Alex Kisilevich: The Camouflaged Man
Encountering the work of Alex Kisilevich is a little like spotting a Kallima butterfly for the first time. Kallima comes from the Greek word “kali,” which means beautiful, but put aside your perceptions of that last Monarch butterfly you witnessed, flitting quickly from view. The Kallima will, when drawing its wings together, perfectly resemble a dead leaf. It’s a master of camouflage, and it has a lot in common with our artist.
Kisilevich is a young Toronto native, and unlike the rest of his Ukrainian family, he was born and bred in the province of Ontario, Canada. His photographic images are some of the most exciting and jarring to be found in today’s art scene. A woman, bent in half with her head concealed by a kitchen mop; a girl whose face resembles a shock of hair as if seen from behind, but the front of her dress is facing us in the photograph; a life-size bundle of dried twigs in the form of a man, but wait — there is a man behind it all. At the beginning of our phone interview, there was shyness in his responses, perhaps not unlike the aforementioned butterfly, but his openness and enthusiasm in describing his work and its genesis soon emerged.
“I was doing a music degree at York University between 2003 to 2007, and in the middle of it, I decided to randomly enroll in photography — I needed to take some elective courses — and I really fell in love. I spent more and more time in the dark room and started skipping my own music classes,” he says.
Not wanting to entirely abandon his first involvement with music through his classical guitar playing, he obtained his BFA with honors in Music in 2007, quickly followed by a BFA with Distinction in Photography at Ontario College of Art and Design. By now, the habit of study had taken a firm hold, and back at York University, he completed his MFA in Visual Arts.
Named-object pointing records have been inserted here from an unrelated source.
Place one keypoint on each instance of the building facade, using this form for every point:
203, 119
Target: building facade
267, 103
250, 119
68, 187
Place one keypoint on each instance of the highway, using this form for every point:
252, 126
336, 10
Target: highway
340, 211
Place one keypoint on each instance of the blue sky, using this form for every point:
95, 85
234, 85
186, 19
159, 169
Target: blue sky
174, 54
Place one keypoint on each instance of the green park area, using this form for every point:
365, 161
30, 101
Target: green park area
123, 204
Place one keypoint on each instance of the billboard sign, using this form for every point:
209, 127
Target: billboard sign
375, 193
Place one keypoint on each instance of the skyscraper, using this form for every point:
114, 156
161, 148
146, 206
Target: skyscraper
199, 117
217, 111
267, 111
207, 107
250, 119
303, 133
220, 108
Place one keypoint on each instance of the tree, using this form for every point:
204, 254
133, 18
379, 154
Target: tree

It was during this final lap, that he produced a body of work for his thesis, which he calls “Kallima.”
The Kallima project, centered on the idea of camouflage in nature as well as in human behavior, was a difficult thing for Kisilevich to pinpoint in his own life. However, he admitted that it was important in referencing photography and the “baggage attached to it,” to also reference the real and the unreal, to “show truth, and yet, show it subverted at the same time.” He described a passage from his thesis on mimicry in nature, which motivates much of his own work:
“What motivates such an evolutionary development if not self-preservation? Perhaps it is a kind of sympathetic sentience, a way to connect with and find meaning in the external world, or is it perhaps the result of a gradual loss of self-identity over time, or a sense of bewilderment in relation to one’s surroundings?”
The images in his Kallima repertoire he sees as “full of pathos and absurdity,” alluding to “ideas of illusion and transparency, masking and disguise, assimilation and adaptation, as well as the ways we construct connections between ourselves and others.”
These concepts are not new ones, and many of his works seem to call upon surrealism and the power of dreams. Andre Breton, the French surrealist, and one of the founders of the early manifestations of that movement, said that he was always amazed of how there was so much more credence attached to waking events than to those in dreams. Examining several of Kisilevich’s contemporary images, one cannot help but see a profound similarity to those of René Magritte, as if he were intuitively harking back to the surrealist’s own obsessions through his interpretation between the waking life and that of dreams.
Hair Head, Kisilevich’s image of a young woman’s back of the head facing front (described earlier) and Disco Figure, showing a fragment of a mirrored disco ball instead of a face on his live model, could be incarnations from Magritte’s own surrealistic repertoire. Magritte’s philosophy, that originality lay in the revelation of affinities between otherwise conventional elements, was illustrated in such works as The Conqueror, revealing a man’s figure in evening dress with a plank of wood jutting out of his neck in place of a head.
A second pairing between the two artists is Kisilevich’s Log, where the chromogenic image of a log seems to float out of a layer of wavy fabric. Kisilevich was “revolted” by the fabric when he found it, but the suggested grains of wood in its pattern intrigued him enough to keep the cloth on his wall until he found a use for it. Another surrealist, Max Ernst, comes to mind when studying this piece. As a child, Ernst was obsessed with the rough wood of his bedroom floor and made rubbings of the grain which suggested all manner of images. His later works, such as To 100,000 Doves are exquisite examples of this process. Kisilevich, however, has drawn little on such verisimilitude in his own work.
“I had a real hole in my education in art history. Because of my advanced placement, I missed core years of studying the masters. I’m learning now for myself,” he says.